Ronan yüzeyde üzgün bir ifadeyle bakarken, “Beni pek çok dertten kurtardın,” diye düşündü. 'Bununla kesinlikle Hanedanlığın bir sonraki Büyük Generali olacağım. Ordumuzu yeniden inşa etmemiz yıllar alabilir ama zamanı geldiğinde Wanid Krallığı'nı fethetmek için orduya kesinlikle liderlik edeceğim. Elveda, seni piç. Sana ait olan her şeyin tadını çıkaracağımdan emin olacağım.”
Ronan'ın yüreği sevinirken, Ork Ordusu sonunda Aurora Borealis'e ulaştı.
Barca, saçları çoktan beyazlamış olan Büyük General'e baktı.

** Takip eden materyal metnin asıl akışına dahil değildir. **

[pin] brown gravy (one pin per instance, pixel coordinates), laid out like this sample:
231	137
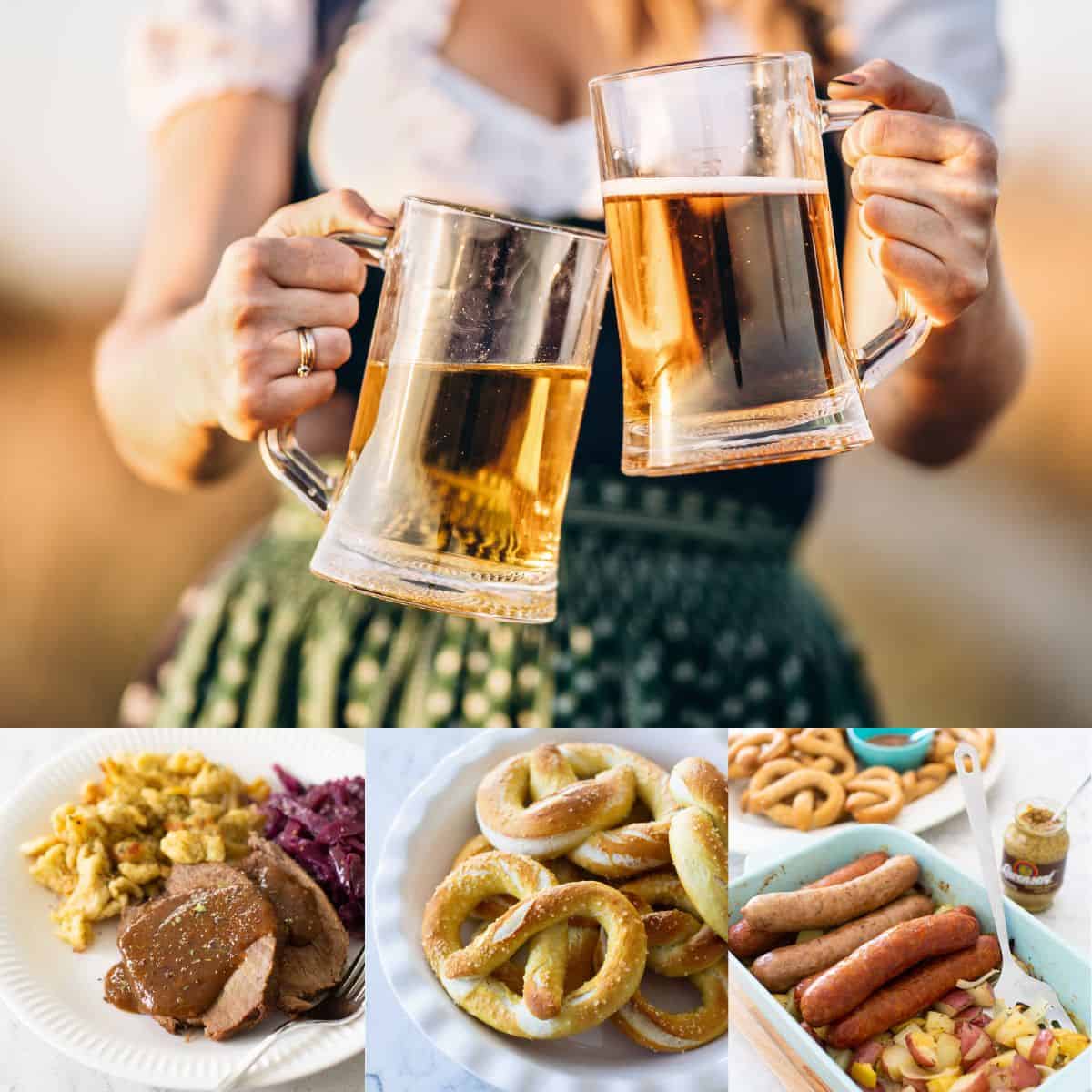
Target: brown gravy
295	905
178	955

Pek çok savaşa katılmış güçlü ve sağlam vücudu önemli ölçüde küçülmüştü ve güçlü elleri her geçen dakika kırışarak zayıflıyordu.

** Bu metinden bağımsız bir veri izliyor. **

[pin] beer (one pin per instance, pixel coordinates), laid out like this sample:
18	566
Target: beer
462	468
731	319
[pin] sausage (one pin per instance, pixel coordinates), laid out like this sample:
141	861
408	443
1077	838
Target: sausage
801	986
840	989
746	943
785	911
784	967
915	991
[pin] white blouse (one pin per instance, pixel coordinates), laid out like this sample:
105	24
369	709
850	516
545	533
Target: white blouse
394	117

Barca, Cornelia ve Orklar hiçbir şey söylemedi. Güçlü Büyük Generalin yavaş yavaş yok olmasını izlediler.
Yarım saat sonra Aurora Borealis ortadan kayboldu ve geriye sadece gözleri buğulanmış, artık göremeyen, buruşuk, yaşlı bir adam kaldı.
“… Sözünü… tut… Necromancer,” dedi Büyük General Garret boğuk bir sesle. “Ben… benimkini… sakladım.”
Lux başını salladı. “Yapacağım.”
Büyük General rahat bir nefes aldı. Belki de Yarımelf'in güvencesini aldığı için bacakları dayanamadı. Tam düşmek üzereyken güçlü bir el onu yakaladı ve daha fazla yaralanmasını engelledi.
“Götür onu, ALL-MITE,” diye emretti Lux.
Dört kollu kahraman başını salladı ve zayıf yaşlı adamı nazikçe kollarında taşıdı.
Yarımelf daha sonra geri çekilen ordunun yönüne baktı ve Adlandırılmış Yaratıklarını yanına çağırdı.
Lux usulca, “Haca Hanedanı'na kısa bir ziyarette bulunmanın zamanı geldi,” dedi. “Tutacağımız bir sözümüz var.”